How to Scrape the Web with NodeJs

Need Javascript?

If you need to scrape a webpage that requires javascript to properly render, check out our article on browser automation with NodeJs using either Puppeteer or Selenium

In recent years, Javascript has come up the ranks of popularity with the advancements with NodeJs. It’s taken the web and the world by storm. There may come a time when you need to scrape a web page and you want to do it in node. By the end of this article, you will have a full understanding of how to get html data from web pages using NodeJs.

Prerequisites:

  • Have NodeJs and npm (installed with the NodeJs installer) installed on your machine. If not, you can follow this great tutorial to get that installed.
  • Experience programming in Javascript Es6.
  • An interest in web scraping.

Now there are a few different ways to make a request to the web in Node. In this article we’ll cover axios and requests. First up axios.

To install axios type:

npm install axios

Now that’s installed we can write a simple script.

const axios = require('axios');
const fs = require('fs');

axios.get('https://www.google.com/search?q=gtx+3080+ti')
.then(function (response) {
    fs.writeFile('response.html', response.data, function (err) {
        if (err) {
            return console.log(err);
        }
        console.log("The file was saved!");
    });
}); 

Now when we run that script what it’ll do is make a request to Google, querying the GTX 3080ti, and save the response html to the same directory your Javascript file is in.

Now what you may notice if you load that html into a browser by double clicking the file that the rendered web page looks a little off. This can be for a few reasons, the reason here is that Google changes how it formats the html based on the headers we send up. One header in particular is important, and that’s the User-Agent header. This header tells the web server what kind of client is calling it.

Here’s what the new script will look like, and I’ll explain the changes below:

const axios = require('axios');
const fs = require('fs');

let agent = 'Mozilla/5.0 (Windows NT 10.0; Win64; x64; rv:94.0) Gecko/20100101 Firefox/94.0';

let headers =
{
    'User-Agent': agent,
    'Host': 'www.google.com',
    'Sec-Fetch-Dest': 'document',
    'Accept': 'text/html,application/xhtml+xml,application/xml;q=0.9,image/avif,image/webp,*/*;q=0.8'
};

axios.get('https://www.google.com/search?q=gtx+3080+ti',
{
    headers: headers
})
.then(function (response) {
    fs.writeFile('response.html', response.data, function (err) {
        if (err) {
            return console.log(err);
        }
        console.log("The file was saved!");
    });
});

First up is the agent variable, which will be sent as the User-Agent header. This provides information about the calling client to the web server. This is sent via the headers of the request.

Host is the request header that specifies the host and port number (defaults to 80/443) of the server to which the request is being sent.

Sec-Fetch-Dest tells the web server how the fetched data will be used. In this case document means displayed in a web browser.

Accept is the request header that indicates which content types, also known as MIME types, the client is able to understand.

By including these different headers in the request, we are mimicking what would typically come from a browser when requesting the same web page.
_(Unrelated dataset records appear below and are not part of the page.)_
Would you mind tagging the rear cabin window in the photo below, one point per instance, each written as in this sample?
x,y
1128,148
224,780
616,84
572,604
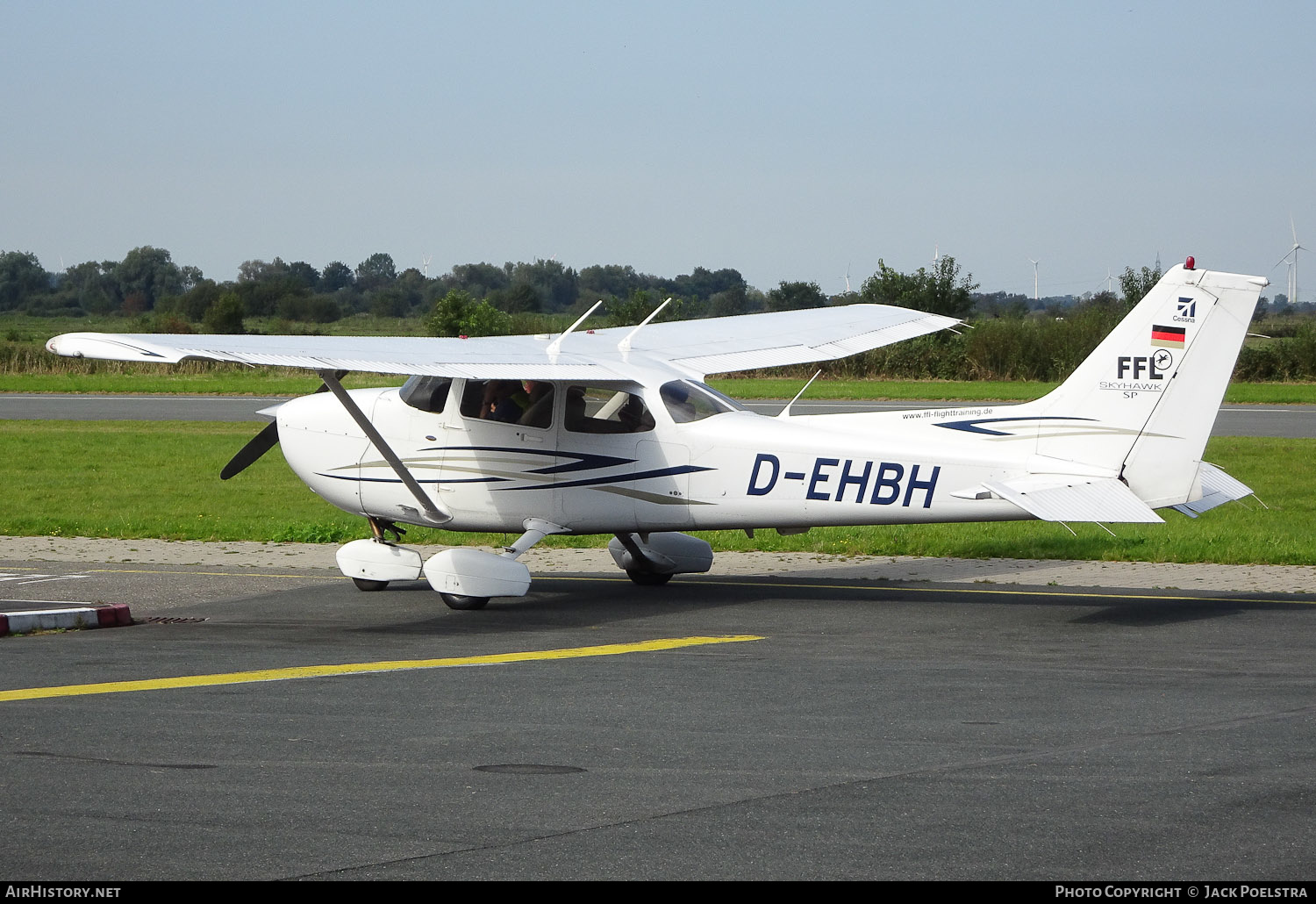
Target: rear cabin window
x,y
426,392
689,402
510,402
599,410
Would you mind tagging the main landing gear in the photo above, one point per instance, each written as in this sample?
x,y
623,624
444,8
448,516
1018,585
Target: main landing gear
x,y
468,578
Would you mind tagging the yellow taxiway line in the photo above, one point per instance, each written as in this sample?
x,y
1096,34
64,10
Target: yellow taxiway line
x,y
366,667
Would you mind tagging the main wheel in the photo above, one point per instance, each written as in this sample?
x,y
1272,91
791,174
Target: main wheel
x,y
647,578
458,601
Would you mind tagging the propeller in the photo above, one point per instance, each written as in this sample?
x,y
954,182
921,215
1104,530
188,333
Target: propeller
x,y
262,442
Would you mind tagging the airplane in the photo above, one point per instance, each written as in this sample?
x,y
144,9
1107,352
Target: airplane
x,y
613,431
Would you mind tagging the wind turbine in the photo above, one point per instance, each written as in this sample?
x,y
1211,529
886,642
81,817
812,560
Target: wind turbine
x,y
1292,265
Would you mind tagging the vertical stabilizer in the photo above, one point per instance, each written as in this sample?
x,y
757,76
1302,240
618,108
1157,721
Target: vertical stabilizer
x,y
1145,400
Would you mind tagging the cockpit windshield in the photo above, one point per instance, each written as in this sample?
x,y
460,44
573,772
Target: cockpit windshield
x,y
426,392
689,402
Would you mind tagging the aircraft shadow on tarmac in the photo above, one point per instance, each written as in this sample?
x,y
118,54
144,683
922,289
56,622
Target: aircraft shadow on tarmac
x,y
584,601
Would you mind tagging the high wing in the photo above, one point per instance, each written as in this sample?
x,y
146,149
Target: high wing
x,y
690,348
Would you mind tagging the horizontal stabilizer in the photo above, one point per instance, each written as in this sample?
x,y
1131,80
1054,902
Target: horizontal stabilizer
x,y
1218,488
1079,499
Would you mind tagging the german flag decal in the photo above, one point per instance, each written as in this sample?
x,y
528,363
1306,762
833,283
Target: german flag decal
x,y
1169,337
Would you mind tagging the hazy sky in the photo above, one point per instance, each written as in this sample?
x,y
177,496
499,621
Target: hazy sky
x,y
786,140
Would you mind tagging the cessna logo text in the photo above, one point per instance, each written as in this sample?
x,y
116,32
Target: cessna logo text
x,y
876,483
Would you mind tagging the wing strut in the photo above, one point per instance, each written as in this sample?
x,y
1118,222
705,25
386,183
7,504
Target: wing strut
x,y
436,513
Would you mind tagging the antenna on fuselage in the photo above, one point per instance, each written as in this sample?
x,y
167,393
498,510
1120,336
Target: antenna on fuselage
x,y
555,345
624,347
786,413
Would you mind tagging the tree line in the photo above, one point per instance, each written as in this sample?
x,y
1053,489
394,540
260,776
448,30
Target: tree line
x,y
149,282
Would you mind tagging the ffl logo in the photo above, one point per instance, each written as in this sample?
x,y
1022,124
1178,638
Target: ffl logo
x,y
1137,368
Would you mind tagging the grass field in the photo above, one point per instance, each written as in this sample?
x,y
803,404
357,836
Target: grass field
x,y
161,479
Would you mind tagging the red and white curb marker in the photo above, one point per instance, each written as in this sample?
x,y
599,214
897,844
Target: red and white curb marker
x,y
71,617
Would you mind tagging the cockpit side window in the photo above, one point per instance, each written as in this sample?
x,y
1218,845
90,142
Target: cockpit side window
x,y
602,410
689,402
426,392
510,402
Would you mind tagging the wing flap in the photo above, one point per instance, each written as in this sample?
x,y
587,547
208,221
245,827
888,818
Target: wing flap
x,y
513,357
1076,499
713,345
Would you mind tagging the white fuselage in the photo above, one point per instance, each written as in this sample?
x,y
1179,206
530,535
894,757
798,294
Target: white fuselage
x,y
729,470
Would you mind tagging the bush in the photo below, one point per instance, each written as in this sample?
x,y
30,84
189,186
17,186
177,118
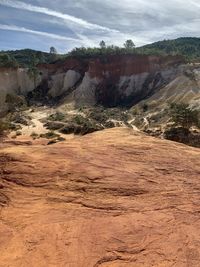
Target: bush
x,y
4,127
183,116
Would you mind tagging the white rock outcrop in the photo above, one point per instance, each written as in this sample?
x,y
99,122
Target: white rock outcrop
x,y
15,82
62,82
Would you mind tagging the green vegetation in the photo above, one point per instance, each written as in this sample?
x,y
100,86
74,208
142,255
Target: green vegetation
x,y
188,47
24,56
182,115
8,61
4,127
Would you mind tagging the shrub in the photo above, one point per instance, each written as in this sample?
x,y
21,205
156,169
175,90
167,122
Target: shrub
x,y
183,116
4,127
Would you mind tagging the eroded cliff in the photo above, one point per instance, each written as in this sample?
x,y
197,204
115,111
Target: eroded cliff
x,y
109,80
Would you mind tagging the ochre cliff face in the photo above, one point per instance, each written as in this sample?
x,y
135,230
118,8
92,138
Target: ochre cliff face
x,y
106,80
113,80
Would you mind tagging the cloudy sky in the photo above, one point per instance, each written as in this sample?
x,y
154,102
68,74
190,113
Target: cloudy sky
x,y
39,24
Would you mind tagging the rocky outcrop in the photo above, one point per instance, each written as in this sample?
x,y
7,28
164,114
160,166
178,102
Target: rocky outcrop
x,y
115,80
112,198
61,83
107,80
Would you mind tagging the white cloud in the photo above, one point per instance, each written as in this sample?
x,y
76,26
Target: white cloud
x,y
46,34
47,11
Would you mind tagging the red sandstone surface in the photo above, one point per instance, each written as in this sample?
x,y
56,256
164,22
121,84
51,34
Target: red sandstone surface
x,y
112,198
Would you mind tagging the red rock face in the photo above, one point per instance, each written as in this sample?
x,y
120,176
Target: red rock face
x,y
115,66
116,84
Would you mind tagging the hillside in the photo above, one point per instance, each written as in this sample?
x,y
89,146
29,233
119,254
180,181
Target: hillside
x,y
188,47
112,198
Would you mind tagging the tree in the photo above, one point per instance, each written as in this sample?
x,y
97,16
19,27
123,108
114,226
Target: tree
x,y
33,71
182,115
129,44
53,50
102,44
8,61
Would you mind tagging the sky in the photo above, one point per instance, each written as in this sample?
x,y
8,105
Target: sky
x,y
65,24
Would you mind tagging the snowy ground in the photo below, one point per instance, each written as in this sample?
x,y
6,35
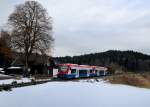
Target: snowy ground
x,y
76,94
9,81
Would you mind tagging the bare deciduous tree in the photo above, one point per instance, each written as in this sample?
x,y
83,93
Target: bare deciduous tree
x,y
31,29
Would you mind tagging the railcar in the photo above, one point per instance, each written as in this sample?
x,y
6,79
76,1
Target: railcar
x,y
69,71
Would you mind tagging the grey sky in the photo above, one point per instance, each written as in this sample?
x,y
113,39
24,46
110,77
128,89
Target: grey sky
x,y
88,26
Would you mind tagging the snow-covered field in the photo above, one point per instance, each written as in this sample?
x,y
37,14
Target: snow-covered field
x,y
9,81
76,94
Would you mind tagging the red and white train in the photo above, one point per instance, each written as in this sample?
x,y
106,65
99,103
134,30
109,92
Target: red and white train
x,y
69,71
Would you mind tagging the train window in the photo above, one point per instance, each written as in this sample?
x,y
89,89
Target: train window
x,y
63,68
73,71
82,71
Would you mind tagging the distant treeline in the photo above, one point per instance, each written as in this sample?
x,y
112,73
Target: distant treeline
x,y
114,59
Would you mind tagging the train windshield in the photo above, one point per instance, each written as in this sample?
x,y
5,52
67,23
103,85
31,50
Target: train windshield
x,y
63,68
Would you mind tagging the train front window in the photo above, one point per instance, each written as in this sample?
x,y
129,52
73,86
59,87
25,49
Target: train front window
x,y
73,71
63,68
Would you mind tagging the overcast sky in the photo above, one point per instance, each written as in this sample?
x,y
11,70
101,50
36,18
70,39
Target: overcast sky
x,y
89,26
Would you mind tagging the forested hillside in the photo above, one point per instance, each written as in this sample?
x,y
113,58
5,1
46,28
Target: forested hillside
x,y
124,60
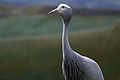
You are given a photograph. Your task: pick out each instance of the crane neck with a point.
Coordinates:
(65, 42)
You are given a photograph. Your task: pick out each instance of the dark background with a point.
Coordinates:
(30, 39)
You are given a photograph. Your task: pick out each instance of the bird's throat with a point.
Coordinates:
(65, 42)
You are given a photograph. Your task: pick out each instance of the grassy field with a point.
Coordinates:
(39, 57)
(43, 25)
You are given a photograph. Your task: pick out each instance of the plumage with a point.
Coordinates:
(74, 65)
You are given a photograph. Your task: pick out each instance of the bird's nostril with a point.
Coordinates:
(63, 6)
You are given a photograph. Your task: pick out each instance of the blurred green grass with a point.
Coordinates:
(43, 25)
(39, 58)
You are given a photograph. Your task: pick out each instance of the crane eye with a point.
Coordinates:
(63, 6)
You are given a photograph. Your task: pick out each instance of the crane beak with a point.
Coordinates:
(53, 11)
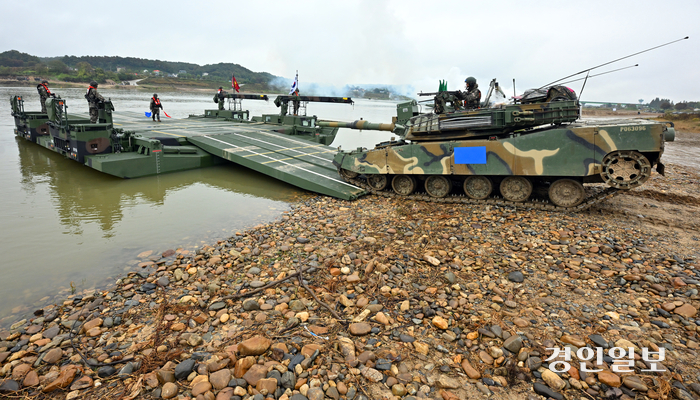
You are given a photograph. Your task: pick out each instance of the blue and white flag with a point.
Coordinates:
(294, 84)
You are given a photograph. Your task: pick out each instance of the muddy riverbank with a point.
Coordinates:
(389, 299)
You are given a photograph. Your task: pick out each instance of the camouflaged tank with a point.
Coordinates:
(533, 152)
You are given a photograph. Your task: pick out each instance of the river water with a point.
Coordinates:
(64, 224)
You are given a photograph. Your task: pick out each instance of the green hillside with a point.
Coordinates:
(102, 68)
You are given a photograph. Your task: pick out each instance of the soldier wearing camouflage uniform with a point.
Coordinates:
(93, 99)
(44, 94)
(155, 107)
(472, 97)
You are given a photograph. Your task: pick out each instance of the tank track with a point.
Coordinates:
(544, 205)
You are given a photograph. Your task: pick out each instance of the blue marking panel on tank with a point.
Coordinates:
(470, 155)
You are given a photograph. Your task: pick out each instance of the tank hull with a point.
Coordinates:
(516, 166)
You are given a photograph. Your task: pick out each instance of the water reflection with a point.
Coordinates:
(63, 222)
(81, 194)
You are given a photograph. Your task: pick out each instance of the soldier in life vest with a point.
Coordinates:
(93, 99)
(44, 94)
(472, 97)
(219, 97)
(296, 102)
(155, 107)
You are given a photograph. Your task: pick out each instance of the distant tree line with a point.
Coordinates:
(101, 68)
(666, 104)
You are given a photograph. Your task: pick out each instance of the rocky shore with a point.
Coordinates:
(386, 299)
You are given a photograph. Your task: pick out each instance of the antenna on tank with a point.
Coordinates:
(610, 62)
(602, 73)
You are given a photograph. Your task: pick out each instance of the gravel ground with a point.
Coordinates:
(388, 299)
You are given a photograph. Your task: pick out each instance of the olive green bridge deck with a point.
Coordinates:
(257, 146)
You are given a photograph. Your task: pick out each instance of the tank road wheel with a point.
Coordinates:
(403, 184)
(625, 169)
(347, 174)
(516, 188)
(478, 187)
(378, 181)
(566, 193)
(438, 186)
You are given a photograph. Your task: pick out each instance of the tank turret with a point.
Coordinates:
(508, 154)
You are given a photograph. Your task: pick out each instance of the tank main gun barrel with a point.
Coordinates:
(246, 96)
(360, 125)
(284, 99)
(454, 92)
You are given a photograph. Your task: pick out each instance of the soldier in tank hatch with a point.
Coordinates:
(94, 99)
(472, 96)
(155, 107)
(44, 93)
(219, 97)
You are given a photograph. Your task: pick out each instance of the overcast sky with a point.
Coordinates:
(406, 42)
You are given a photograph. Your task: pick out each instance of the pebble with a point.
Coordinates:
(452, 299)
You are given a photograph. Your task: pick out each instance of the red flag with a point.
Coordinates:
(234, 84)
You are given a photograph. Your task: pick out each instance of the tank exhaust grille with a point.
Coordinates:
(465, 122)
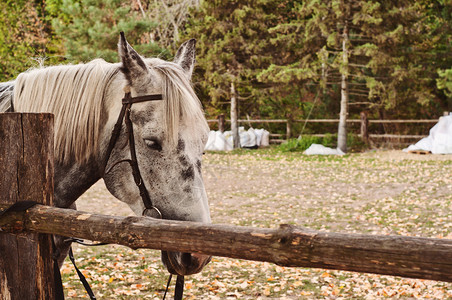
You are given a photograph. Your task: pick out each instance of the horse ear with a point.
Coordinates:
(133, 65)
(185, 56)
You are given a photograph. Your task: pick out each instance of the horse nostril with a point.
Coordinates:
(186, 259)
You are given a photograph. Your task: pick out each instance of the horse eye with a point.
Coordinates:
(153, 144)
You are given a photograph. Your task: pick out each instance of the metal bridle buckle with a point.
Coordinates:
(152, 212)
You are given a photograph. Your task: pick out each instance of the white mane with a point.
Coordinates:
(75, 94)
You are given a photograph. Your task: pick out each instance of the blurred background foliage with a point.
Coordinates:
(282, 55)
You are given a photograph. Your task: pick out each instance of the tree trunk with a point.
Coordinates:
(26, 165)
(342, 129)
(234, 117)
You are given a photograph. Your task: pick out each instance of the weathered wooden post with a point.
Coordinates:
(221, 122)
(26, 168)
(364, 128)
(288, 129)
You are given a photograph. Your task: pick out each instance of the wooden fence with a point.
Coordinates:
(26, 165)
(363, 121)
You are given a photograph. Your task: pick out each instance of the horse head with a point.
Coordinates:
(169, 136)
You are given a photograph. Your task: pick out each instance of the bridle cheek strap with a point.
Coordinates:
(150, 210)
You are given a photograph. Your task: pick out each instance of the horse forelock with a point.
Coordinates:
(182, 106)
(74, 94)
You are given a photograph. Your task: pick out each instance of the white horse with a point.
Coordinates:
(169, 134)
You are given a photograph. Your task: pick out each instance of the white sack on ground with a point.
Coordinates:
(439, 140)
(219, 141)
(316, 149)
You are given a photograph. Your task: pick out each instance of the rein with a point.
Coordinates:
(150, 210)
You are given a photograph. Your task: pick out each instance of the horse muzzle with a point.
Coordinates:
(179, 263)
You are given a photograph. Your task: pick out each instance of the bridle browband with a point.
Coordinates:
(150, 210)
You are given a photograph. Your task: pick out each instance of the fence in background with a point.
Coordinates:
(364, 131)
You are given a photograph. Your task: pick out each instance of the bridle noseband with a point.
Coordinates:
(150, 210)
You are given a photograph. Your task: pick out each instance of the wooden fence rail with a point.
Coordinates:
(26, 265)
(291, 246)
(363, 133)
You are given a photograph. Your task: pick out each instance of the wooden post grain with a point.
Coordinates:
(221, 122)
(26, 168)
(364, 128)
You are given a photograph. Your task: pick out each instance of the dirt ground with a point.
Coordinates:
(377, 192)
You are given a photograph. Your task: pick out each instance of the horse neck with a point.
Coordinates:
(73, 179)
(6, 96)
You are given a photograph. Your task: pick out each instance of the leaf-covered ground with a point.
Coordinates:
(384, 192)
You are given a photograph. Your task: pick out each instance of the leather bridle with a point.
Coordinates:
(150, 210)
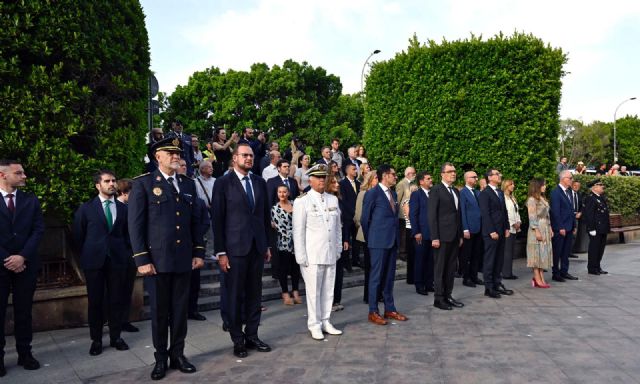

If we run the request, you should see after opening the returned html that it looks a lot more like what you would see if you were to run the same query through google.

Now we’ll look at another library for making http requests, this one is simply called request. This library has been around longer and is used by many applications and libraries. But the author of this library has stated that this project is officially deprecated. That doesn’t mean that this library is useless and not worth looking at.

To install this library you’ll want to type into the console:

npm install request

With a few simple modifications we can update our script to use the request library. Here’s the full script and I’ll explain the changes below.

const request = require("request");
const fs = require('fs');

let agent = 'Mozilla/5.0 (Windows NT 10.0; Win64; x64; rv:94.0) Gecko/20100101 Firefox/94.0';

let headers = 
{
    'User-Agent': agent,
    'Host': 'www.google.com',
    'Sec-Fetch-Dest': 'document',
    'Accept': 'text/html,application/xhtml+xml,application/xml;q=0.9,image/avif,image/webp,*/*;q=0.8'
};

const options = {
    url: 'https://www.google.com/search?q=gtx+3080+ti',
    method: 'GET',
    headers: headers
};

request(options, function(err, res, body) {
    fs.writeFile('response.html', body, function(err){
        if(err) {
            return console.log(err);
        }
        console.log("The file was saved!");
    });
});

As you can see there are a few slight differences. The request library doesn’t have specific methods for the different http methods, you define the method through the options object, which is where everything lives. This library also uses callbacks vs Promises, which is something you’ll have to take into consideration when choosing between the two. The values we pass in here are the same, and will produce similar web page requests as far as google is concerned.

One problem with the approaches above is that making a web request like this does not have the browser backend to run the javascript (which is funny because we’re programming in javascript right now). For that you’ll want to read this tutorial to learn how to use libraries like puppeteer or selenium to control a headless browser and get that javascript going.